Home is where the heart is
DEBORAH SUSSMAN SUSSER
Associate Editor

I didn't think of myself as half Jewish until I'd been told I wasn't at all.
It was at a Jewish community event in Montreal. I must have been 11 or 12. An older woman sitting on a chair in a corner corralled me and asked me about my parentage. It didn't strike me as odd at the time - grown-ups asked a lot of weird things.
"You're not Jewish," she said, after I told her that my father was Jewish and my mother wasn't.
I don't remember what, if anything, I said back. I think I told that yes, I was, and walked away. But I do remember that feeling, like it's hard to get a breath. I knew I was Jewish enough that the other kids at school made jokes about picking up pennies and told me I was going to hell, Jewish enough that my first "boyfriend" at summer camp had broken up with me when I told him my religion. "I hate Jews," he'd said simply.
My mother, English and raised a devout Anglican, fell in love with and married my father, a German-Jewish concentration camp survivor, and between them they produced me and my two brothers. My mother didn't convert, but she took it upon herself to raise the three of us in a Jewish home once she realized what Judaism meant to my father, an agnostic Jew whose idea of worship seemed to involve the Sunday New York Times, the recordings of Jussi Bjoerling and lackschinken from the local delicatessen.
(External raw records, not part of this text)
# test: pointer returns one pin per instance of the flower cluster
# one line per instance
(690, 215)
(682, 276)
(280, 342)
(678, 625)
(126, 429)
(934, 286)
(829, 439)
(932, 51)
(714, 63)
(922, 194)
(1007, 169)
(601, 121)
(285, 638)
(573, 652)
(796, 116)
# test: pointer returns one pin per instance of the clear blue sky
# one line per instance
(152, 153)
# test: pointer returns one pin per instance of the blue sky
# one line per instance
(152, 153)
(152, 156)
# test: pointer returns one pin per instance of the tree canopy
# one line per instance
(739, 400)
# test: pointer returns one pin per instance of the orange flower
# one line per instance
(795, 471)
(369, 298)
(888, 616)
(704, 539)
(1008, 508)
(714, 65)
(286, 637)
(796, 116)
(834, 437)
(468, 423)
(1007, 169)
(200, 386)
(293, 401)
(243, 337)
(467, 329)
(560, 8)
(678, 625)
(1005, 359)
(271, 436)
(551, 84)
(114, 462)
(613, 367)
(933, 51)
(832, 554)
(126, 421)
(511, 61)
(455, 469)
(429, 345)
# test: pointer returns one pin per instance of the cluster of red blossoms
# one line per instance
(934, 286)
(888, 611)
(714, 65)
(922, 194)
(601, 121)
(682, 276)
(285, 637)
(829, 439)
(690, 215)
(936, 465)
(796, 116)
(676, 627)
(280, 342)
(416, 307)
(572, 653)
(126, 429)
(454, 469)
My mother taught herself rudimentary Hebrew and learned the essential prayers. Unlike most of our friends, even some of the Jewish ones, we never had Easter baskets or egg hunts, although we did have a Christmas tree with a Star of David on top. I think the tree served mostly as the backdrop for the traditional English Christmas meal, which involved roast goose and steamed Christmas pudding, set alight. Over the years, my mother may have moved away from the Church of England as far as her theological beliefs are concerned ("The Trinity doesn't make much sense to me," she confessed to me once, when we were finally both adults. "I feel closer to Judaism."). But it's another thing entirely to give up the foods of your childhood.
So why didn't my mother convert? I think it's because she didn't want to switch religions just because other people felt she should. To this day, she wrestles with her faith, attending church for its familiar rituals but still deeply drawn to Judaism, more than a decade after my father's death.
I admire her integrity. I know it's hard to live in that limbo land. I spent a lot of time there myself. I felt uncomfortable in church, but the sense of belonging I'd felt in synagogue as a child vanished in my adolescence. In college I went to a few Hillel events, but I was always afraid someone would call me on not being a "real" Jew. I didn't know that there were plenty of "real" Jews who couldn't read Hebrew either.
By the time I was in my 20s, attending synagogue meant crying (and trying to pretend I wasn't). How could I feel so much like I belonged and not belong? My heart ached.
When I got engaged to a Jewish man, we set out to have a Jewish wedding. But the Reform rabbi in the small town where we lived told us he considered ours a mixed marriage. My father was incredulous. "I thought that after what I'd been through," he told me over the phone, in what would be one of our last conversations, "no one would question your Jewishness."
Twelve years later, people do still occasionally question my Jewishness. But I don't. Not when I take my daughter to Hebrew school, not when we light the Shabbat candles together, not when I tell her that yes, her grandmother is Christian, but we are Jewish.
Now, when I find myself in a church, as I did last year for the funeral of my mother's mother, I'm not uncomfortable (unless, of course, the sermon is blatantly anti-Semitic). I know my place. I'm a guest, and that feels right. And the simple act of attending services at a synagogue no longer causes my heart to ache. Today, I feel at home.